Thunder Bay gas leak cause revealed

The province's public safety regulator says a gas leak in Thunder Bay this past summer was a result of the faulty placement of locators for the buried pipe.

Safety Authority says ruptured pipe was due to inaccurate locating of underground line

Police blocked off and evacuated a neighbourhood in Thunder Bay's north end in June after city crews ruptured a gas main. (Jody Porter/CBC File)

The province's public safety regulator says a gas leak in Thunder Bay this past summer was a result of the faulty placement of locators for the buried pipe.

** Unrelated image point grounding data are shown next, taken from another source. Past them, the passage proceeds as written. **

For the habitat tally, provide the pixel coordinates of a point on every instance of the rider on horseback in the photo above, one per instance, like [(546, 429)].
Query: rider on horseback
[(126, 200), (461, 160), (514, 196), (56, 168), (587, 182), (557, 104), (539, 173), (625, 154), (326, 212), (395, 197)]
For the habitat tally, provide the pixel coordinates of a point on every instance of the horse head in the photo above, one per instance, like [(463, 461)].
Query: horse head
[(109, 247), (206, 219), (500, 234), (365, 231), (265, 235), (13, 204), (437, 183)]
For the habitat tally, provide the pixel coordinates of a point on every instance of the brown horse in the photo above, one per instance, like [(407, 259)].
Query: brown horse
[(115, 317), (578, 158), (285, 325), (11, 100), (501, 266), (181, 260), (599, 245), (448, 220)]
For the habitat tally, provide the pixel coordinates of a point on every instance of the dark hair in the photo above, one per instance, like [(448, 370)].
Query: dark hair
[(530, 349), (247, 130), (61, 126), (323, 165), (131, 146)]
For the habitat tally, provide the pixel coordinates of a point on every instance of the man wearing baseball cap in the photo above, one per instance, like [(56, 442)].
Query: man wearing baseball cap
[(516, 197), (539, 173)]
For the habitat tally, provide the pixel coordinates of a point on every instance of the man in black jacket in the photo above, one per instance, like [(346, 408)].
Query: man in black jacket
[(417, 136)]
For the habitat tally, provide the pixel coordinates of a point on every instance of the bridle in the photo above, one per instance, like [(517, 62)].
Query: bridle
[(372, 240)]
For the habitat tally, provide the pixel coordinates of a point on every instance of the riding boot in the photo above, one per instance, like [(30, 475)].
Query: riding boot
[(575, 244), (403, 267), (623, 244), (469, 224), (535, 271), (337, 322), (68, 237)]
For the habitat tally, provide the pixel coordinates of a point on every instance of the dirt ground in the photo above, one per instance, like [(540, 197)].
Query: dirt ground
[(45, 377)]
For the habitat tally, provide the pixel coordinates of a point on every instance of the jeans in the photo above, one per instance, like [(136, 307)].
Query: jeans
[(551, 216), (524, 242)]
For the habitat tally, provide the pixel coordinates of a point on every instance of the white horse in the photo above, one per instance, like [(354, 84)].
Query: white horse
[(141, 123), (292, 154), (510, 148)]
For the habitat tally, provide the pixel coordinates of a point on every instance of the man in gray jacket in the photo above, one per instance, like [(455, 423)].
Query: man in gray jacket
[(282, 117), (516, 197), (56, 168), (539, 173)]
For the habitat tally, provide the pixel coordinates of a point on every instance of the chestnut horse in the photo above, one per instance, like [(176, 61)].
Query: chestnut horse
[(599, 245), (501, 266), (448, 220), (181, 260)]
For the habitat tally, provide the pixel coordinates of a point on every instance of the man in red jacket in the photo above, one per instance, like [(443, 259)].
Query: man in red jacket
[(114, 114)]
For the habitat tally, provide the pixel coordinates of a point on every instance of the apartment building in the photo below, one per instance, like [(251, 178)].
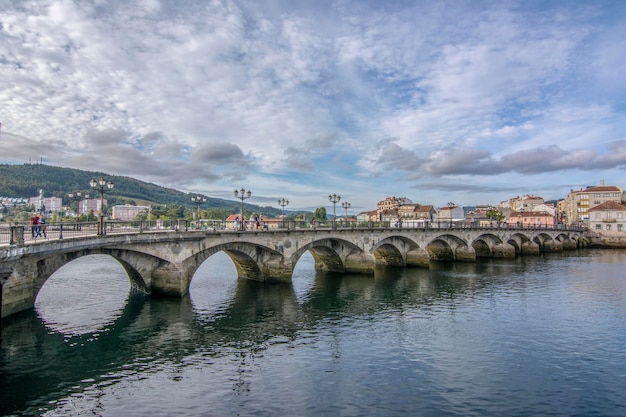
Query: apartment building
[(578, 202), (608, 217), (47, 204), (392, 203), (127, 212)]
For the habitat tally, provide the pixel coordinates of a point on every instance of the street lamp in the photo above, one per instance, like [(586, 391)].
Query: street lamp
[(346, 205), (198, 199), (282, 202), (334, 198), (102, 185), (242, 195)]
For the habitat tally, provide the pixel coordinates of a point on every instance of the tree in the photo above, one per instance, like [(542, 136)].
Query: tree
[(320, 214)]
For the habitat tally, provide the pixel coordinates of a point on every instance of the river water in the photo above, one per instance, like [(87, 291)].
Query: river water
[(534, 336)]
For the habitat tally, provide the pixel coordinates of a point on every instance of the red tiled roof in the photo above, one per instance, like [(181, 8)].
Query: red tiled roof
[(608, 205)]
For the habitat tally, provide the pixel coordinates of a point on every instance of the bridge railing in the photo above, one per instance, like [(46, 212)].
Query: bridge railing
[(19, 234)]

The Technical Standards and Safety Authority issued orders to Union Gas and the contractor G-Tel Engineering, as well as a G-Tel technician, in connection with the incident that caused the evacuation of an area around Red River Road and Hill Street.

"The orders really remind all three parties to comply with the regulations to ensure [locators] are properly marked and properly determined," said Wilson Lee, director of stakeholder relations for the TSAA.

Wilson Lee says the TSAA has no plans to prosecute Union Gas or G-Tel Engineering. (Supplied by Wilson Lee/TSAA)

The city of Thunder Bay's manager of corporate safety said the TSAA's ruling absolved the city of responsibility.

"We conducted all of the operations according to industry standards," said Leif Anderson. "Nothing that happened there was due to anything that was done by a city worker."

Lee said the investigation cost about $10,500, which was covered by G-Tel Engineering.

He said he's "confident" the orders will address the root cause of the leak, and the TSAA has no plans to prosecute either G-Tel Engineering or Union Gas.